En application des BPD, une intervention pharmaceutique est conseillée si le pharmacien identifie un problème mettant en jeu l’efficacité ou la sécurité du traitement. Synthèse de l’analyse des données recueillies par le pharmacien, de la nature du problème et de l’intention thérapeutique du prescripteur, l’argument pharmaceutique justifie sa décision. Le pharmacien signataire de l’IP reste juge de l’opportunité de la formulation de l’argument pharmaceutique. Elle formalise les doutes, levés ou non, d’incidents réglementaires, de problèmes de posologie, de précautions d’emploi, d’interactions dangereuses, de contre-indications, ou encore d’interventions originales, substitutions particulières, besoins spécifiques de suivi en relation avec une vulnérabilité connue, de comportements pathogènes (compliance, conduites addictives), etc.

Une plateforme en ligne a été mise en place dans l’objectif de compiler ces interventions pour en dresser un constat. Hébergée sur le site de la SFPC (Société française de pharmacie clinique), et soutenue par l’URPS Pharmacien Grand-Est, les pharmaciens sont invités à déposer leurs interventions pharmaceutiques sur cette plateforme. Dans tous les cas, elle doit être conservée à l’officine avec le scan de l’ordonnance.

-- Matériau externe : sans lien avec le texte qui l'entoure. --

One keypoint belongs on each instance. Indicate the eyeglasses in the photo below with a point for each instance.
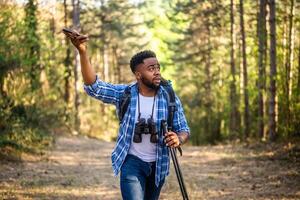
(153, 68)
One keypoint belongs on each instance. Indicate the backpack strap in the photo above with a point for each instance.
(171, 107)
(124, 103)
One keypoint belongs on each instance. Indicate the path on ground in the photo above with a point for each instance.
(78, 167)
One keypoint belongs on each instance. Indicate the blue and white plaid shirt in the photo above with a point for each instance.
(112, 93)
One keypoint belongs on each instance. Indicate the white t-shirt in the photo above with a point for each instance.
(145, 150)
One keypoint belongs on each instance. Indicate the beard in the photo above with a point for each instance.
(149, 84)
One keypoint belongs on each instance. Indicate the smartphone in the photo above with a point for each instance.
(66, 30)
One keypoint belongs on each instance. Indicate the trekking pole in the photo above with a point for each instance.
(176, 165)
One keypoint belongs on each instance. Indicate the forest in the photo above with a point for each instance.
(235, 64)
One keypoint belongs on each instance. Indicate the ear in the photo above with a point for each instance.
(138, 75)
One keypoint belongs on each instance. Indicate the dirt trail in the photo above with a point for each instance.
(80, 168)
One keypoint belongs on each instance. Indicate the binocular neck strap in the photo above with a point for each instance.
(139, 109)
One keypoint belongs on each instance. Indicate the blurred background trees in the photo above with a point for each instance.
(235, 64)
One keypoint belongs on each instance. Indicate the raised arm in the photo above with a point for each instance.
(80, 42)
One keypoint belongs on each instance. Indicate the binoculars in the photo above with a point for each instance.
(143, 127)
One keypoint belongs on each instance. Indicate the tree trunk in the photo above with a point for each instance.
(67, 60)
(298, 82)
(76, 24)
(245, 74)
(288, 67)
(233, 96)
(262, 40)
(272, 100)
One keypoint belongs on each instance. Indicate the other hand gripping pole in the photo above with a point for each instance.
(176, 165)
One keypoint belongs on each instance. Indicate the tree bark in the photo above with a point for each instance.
(273, 72)
(245, 74)
(76, 24)
(67, 60)
(288, 67)
(233, 96)
(262, 43)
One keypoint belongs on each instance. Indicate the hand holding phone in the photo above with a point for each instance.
(70, 31)
(78, 40)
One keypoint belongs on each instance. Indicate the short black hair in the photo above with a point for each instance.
(139, 58)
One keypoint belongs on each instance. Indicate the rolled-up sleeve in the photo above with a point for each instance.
(180, 123)
(106, 92)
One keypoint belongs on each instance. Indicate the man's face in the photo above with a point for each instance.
(149, 73)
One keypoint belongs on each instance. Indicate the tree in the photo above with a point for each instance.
(273, 72)
(76, 24)
(245, 74)
(32, 43)
(262, 46)
(234, 113)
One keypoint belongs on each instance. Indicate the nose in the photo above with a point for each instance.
(157, 71)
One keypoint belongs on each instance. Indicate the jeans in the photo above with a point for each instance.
(138, 180)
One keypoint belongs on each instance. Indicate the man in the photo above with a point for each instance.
(142, 159)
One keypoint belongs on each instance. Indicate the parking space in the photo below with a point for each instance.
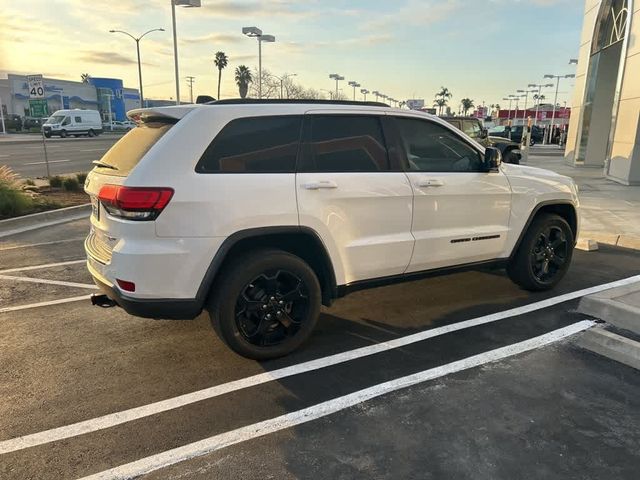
(546, 406)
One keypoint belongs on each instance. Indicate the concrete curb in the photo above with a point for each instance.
(611, 345)
(625, 241)
(26, 223)
(611, 307)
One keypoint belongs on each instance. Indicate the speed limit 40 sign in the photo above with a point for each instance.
(36, 86)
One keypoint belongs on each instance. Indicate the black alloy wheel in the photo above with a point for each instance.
(549, 254)
(271, 308)
(265, 304)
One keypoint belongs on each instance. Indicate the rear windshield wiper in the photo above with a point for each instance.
(100, 163)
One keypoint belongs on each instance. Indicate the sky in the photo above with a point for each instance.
(479, 49)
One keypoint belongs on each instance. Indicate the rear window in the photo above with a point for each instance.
(130, 149)
(254, 145)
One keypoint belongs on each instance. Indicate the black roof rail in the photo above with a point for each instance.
(245, 101)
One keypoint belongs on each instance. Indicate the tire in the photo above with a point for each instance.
(511, 157)
(527, 267)
(265, 282)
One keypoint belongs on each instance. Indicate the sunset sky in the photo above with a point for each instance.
(482, 49)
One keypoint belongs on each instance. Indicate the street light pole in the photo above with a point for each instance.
(181, 3)
(255, 32)
(137, 40)
(555, 100)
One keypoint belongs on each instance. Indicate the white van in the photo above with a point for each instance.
(74, 122)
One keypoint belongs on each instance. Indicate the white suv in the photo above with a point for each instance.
(261, 211)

La communication éventuelle de l’IP par le pharmacien aux personnes légalement et réglementairement habilitées vise à s’assurer qu’elles sont en mesure de réagir efficacement dans des délais utiles. Sa communication formelle est une condition de son opposabilité légale, et permet ainsi de clarifier leurs responsabilités et leurs initiatives dans la chaîne thérapeutique. Dans tous les cas, elle doit être conservée à l’officine avec le scan de l’ordonnance. De ce point de vue l’IP constitue une méthode d’informations répondant à une éthique protocolaire.

Modification concertée : quand la détection d’interactions entre plusieurs médicaments implique des conséquences cliniques éventuelles, le pharmacien peut, s’il le juge nécessaire, proposer un traitement mieux adapté au prescripteur qui peut établir une nouvelle ordonnance ou donner son accord au pharmacien pour qu’il délivre un autre médicament (Bonnes pratiques de dispensation).

Les conseils pharmaceutiques

Conformément à l’article R.4235-48 du code de la santé publique « le pharmacien a un devoir particulier de conseil lorsqu’il est amené à délivrer un médicament qui ne requiert pas une prescription médicale ». Il est aussi rappelé dans la définition des soins de premier recours opposables au pharmacien d’officine dans le 2° de l’article L.1411-11 du code de la santé publique.

Conseils associés à une délivrance

Le patient s’est « servi » seul dans la zone en libre accès ou exprime une demande directe au comptoir. Le but du pharmacien d’officine est d’obtenir du patient des informations suffisantes pour évaluer la conduite à tenir et dispenser en toute sécurité.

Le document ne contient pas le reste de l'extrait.